On September 13-14, 2024 there will be a workshop on "Phonological Domains and What Conditions Them", co-hosted by Hannah Sande (UC Berkeley) and Martin Krämer (Tromsø), held in the UC Berkeley Linguistics Department (in Dwinelle 370). The schedule for the workshop, along with a list of presenters and talk titles, can be found on the website (click here). Many current and past UC Berkeley Linguists will be speaking, along with other prominent members of the field.

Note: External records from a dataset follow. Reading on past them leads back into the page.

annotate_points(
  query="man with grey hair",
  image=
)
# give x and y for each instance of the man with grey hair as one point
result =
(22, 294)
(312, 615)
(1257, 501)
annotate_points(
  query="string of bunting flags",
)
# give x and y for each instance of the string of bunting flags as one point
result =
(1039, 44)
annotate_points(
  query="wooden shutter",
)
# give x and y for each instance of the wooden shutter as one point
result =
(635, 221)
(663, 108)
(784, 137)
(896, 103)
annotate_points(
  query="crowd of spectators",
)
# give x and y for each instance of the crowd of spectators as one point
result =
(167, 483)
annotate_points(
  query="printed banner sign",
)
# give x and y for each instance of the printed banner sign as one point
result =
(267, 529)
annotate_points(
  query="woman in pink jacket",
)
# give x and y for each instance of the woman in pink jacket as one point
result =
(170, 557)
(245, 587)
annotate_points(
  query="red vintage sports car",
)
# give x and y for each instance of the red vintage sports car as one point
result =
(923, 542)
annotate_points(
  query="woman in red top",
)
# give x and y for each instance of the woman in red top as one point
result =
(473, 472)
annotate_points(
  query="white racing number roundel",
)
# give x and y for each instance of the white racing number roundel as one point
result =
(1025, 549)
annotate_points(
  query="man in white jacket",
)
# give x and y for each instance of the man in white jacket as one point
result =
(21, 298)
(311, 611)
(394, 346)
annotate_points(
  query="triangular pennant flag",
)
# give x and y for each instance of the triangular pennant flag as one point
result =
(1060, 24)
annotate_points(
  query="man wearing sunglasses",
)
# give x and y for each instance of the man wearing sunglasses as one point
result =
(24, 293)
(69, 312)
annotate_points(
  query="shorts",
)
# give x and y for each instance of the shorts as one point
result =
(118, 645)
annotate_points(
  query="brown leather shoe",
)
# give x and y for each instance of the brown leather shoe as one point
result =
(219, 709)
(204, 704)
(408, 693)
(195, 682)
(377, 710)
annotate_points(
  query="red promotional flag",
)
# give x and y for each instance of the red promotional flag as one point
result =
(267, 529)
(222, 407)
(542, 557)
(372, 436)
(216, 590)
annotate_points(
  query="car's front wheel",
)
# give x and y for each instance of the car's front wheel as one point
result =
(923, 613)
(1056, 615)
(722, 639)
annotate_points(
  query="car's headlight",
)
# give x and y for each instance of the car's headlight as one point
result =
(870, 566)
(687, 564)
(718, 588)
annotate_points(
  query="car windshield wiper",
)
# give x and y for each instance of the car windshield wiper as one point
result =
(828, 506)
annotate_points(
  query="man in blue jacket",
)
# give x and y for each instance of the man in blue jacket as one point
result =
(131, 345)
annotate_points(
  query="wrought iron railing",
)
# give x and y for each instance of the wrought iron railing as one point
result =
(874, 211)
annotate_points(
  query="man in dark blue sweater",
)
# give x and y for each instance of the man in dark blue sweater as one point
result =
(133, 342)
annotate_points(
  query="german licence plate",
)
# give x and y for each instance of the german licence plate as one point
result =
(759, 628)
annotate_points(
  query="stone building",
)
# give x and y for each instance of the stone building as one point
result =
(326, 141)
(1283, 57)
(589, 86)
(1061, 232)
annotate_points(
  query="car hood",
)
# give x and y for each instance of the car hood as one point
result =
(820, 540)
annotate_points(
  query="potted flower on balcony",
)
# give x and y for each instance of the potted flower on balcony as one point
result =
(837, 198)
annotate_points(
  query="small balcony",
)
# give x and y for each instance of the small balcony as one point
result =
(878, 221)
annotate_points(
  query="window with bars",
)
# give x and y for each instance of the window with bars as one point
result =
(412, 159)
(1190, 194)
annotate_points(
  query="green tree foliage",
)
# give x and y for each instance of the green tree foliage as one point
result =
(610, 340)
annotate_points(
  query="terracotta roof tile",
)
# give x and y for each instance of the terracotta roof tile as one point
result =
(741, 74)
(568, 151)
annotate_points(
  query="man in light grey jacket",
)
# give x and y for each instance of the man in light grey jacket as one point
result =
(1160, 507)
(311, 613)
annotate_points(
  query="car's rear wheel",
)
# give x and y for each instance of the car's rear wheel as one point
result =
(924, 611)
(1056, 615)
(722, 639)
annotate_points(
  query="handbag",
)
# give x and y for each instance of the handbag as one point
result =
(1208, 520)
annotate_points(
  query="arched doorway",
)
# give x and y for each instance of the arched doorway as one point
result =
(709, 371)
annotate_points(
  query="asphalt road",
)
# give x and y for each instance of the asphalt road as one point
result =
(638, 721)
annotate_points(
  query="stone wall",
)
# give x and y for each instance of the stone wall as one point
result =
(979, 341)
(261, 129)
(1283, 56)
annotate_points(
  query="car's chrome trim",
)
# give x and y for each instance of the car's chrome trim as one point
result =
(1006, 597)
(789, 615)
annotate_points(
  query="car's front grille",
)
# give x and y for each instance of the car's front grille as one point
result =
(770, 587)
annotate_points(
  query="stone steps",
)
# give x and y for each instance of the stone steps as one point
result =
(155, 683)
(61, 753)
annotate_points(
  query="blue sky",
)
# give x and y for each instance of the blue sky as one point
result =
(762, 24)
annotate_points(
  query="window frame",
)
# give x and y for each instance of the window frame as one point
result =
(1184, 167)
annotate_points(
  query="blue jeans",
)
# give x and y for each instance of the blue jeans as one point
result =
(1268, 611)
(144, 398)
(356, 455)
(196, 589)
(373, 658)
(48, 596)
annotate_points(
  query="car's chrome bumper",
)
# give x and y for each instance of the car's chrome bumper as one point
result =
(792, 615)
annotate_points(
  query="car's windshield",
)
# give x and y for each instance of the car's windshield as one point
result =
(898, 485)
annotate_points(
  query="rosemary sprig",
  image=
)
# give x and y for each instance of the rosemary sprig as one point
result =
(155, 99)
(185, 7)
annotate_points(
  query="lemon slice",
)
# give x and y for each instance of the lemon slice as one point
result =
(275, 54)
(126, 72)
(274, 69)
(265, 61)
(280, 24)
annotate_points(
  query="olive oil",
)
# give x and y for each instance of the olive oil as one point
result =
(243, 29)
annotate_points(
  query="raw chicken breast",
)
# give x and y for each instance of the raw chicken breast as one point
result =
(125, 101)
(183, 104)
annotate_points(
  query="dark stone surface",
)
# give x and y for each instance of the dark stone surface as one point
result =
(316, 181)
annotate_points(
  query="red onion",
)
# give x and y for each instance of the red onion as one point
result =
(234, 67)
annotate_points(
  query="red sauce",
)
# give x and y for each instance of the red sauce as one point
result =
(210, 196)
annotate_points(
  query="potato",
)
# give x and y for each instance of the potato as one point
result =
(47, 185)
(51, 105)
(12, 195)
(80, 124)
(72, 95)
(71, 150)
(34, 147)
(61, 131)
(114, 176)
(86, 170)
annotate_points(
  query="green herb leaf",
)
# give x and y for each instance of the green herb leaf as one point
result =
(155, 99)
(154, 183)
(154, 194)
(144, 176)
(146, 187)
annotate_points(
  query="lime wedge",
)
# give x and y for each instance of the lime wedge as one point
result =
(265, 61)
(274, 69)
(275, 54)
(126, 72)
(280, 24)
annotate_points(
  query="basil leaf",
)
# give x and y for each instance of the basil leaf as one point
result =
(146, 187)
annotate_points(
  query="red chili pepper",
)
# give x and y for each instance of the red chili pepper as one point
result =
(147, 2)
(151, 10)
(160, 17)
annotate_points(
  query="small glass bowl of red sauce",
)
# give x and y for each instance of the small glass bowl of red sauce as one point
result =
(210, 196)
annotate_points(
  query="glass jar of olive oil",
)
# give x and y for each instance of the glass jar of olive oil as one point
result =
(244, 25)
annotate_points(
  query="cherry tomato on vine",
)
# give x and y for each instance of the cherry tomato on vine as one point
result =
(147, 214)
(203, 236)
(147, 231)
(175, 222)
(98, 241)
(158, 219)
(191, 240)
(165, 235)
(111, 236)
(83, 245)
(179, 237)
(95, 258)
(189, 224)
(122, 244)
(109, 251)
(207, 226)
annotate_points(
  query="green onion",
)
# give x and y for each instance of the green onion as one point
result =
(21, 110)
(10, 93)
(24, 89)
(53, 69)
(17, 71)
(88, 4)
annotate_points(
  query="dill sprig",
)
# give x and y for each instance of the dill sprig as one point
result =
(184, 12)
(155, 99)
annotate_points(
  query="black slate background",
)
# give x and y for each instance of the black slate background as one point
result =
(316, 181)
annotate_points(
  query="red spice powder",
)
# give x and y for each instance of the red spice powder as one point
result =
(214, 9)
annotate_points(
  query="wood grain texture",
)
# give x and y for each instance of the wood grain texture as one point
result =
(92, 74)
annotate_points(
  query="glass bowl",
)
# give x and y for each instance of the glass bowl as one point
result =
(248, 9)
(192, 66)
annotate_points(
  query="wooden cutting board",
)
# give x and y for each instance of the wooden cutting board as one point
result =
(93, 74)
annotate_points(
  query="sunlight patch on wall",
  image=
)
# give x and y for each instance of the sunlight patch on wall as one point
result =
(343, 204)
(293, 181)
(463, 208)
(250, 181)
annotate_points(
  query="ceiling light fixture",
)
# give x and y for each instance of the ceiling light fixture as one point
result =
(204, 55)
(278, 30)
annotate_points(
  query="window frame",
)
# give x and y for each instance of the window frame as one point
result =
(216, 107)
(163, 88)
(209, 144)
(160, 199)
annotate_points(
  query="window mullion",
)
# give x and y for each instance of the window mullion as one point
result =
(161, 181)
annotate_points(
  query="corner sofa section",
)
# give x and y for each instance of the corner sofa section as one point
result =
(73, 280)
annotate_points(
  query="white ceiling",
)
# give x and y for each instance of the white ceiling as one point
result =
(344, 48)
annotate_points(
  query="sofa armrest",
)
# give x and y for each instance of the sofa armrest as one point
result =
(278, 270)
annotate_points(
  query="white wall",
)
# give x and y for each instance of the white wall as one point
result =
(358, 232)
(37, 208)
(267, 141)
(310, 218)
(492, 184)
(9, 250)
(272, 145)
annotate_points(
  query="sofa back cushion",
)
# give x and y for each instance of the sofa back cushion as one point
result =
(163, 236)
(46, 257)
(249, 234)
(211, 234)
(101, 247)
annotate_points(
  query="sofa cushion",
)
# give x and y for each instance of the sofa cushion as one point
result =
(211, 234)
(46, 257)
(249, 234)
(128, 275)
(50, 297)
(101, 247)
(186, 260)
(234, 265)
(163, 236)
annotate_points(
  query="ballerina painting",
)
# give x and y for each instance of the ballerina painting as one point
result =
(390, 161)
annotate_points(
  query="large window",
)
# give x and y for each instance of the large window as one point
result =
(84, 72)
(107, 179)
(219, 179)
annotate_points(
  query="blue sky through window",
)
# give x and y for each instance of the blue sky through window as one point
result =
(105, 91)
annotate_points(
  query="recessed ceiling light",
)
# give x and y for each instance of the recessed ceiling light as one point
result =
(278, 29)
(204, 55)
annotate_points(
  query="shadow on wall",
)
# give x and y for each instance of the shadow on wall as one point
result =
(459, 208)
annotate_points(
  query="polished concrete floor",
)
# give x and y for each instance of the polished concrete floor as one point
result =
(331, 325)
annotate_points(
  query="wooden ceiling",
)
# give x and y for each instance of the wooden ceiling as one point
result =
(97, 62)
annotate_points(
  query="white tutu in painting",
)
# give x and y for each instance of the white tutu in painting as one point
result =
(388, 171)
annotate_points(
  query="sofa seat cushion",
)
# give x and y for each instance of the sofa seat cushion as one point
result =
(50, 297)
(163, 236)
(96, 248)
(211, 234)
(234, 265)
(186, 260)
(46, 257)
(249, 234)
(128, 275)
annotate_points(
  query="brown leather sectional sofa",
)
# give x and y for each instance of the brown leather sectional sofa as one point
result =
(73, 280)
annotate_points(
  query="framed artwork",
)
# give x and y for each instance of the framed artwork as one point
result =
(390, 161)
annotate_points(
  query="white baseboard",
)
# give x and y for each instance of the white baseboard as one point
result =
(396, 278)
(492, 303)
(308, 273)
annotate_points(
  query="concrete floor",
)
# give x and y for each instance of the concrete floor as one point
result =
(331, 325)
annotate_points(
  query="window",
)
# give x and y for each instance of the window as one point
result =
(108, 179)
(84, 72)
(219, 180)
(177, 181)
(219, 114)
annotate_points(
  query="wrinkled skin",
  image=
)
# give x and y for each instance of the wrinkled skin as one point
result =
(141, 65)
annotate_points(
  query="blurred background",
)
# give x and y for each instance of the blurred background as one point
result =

If you would like to attend, please register (link here) by no later than September 1.
August 22, 2024
Maksymilian Dąbkowski has been awarded the American Philosophical Society's 2024 Lewis and Clark Fund for Exploration and Field Research on "Stress and glottalization across lexical classes in A'ingae (or Cofán; Ecuador)." Congrats, Maks!